We have plenty new recipes as well. I love Alison Roman’s latest: crisp-fried pork chops with buttered radishes (above), which could make for a beautiful meal tonight.

David Tanis, for his part, delivered instructions for pasta with radicchio, bacon and pecans. There’s ricotta in there for sauce, and pecorino for bite. Oh, my.

And Melissa Clark came through with a recipe for lemony chicken cutlets with chile-garlic oil that may well put a spring in your step if you’re not keen to eat radicchio or radishes right now.

As for myself, it’s Wednesday, and on Wednesdays, in addition to recipes, I generally offer you something in the way of cooking without a recipe: a simple narrative prompt to cook off the cuff, improvisationally. So, like, smothered pork chops. I’m doing this all the time these days, perhaps as a bulwark against the weather. Mix some flour with chile powder, salt and pepper, or with Lawry’s seasoned salt, Old Bay seasoning, with smoked paprika and red-pepper flakes, whatever you like. Dredge your chops through this mixture and sear them off in an oil-slicked Dutch oven, reserving them when they’re crisp at the edges and brown. Heat your oven to 350 while you cook.

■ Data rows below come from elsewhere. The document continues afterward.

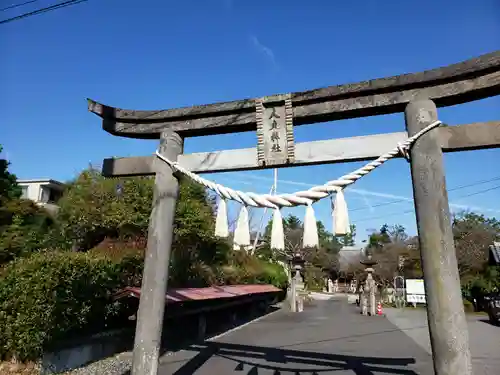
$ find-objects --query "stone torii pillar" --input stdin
[132,131,183,375]
[405,98,472,375]
[89,51,500,375]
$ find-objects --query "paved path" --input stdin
[159,299,434,375]
[384,308,500,375]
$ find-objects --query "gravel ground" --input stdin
[64,352,132,375]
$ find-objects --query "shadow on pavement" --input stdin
[173,341,418,375]
[479,319,500,327]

Then dump out the oil if it’s muddy and wipe out the pot. Add some butter and sauté an enormous number of sliced onions. When they wilt and go soft, add a few tablespoons of the leftover dredging flour and cook that, stirring often, for five minutes or so. Add chicken stock and a bay leaf and stir, then add the pork chops, which will sink into the onions and sauce. Cover the pot and put it in the oven for 45 minutes to an hour. Serve with rice and sautéed greens.

Alternatively, if none of this intrigues, see what you think of Julia Moskin’s recipe for ramen carbonara, an offshoot of her helpful guide to stocking the modern pantry.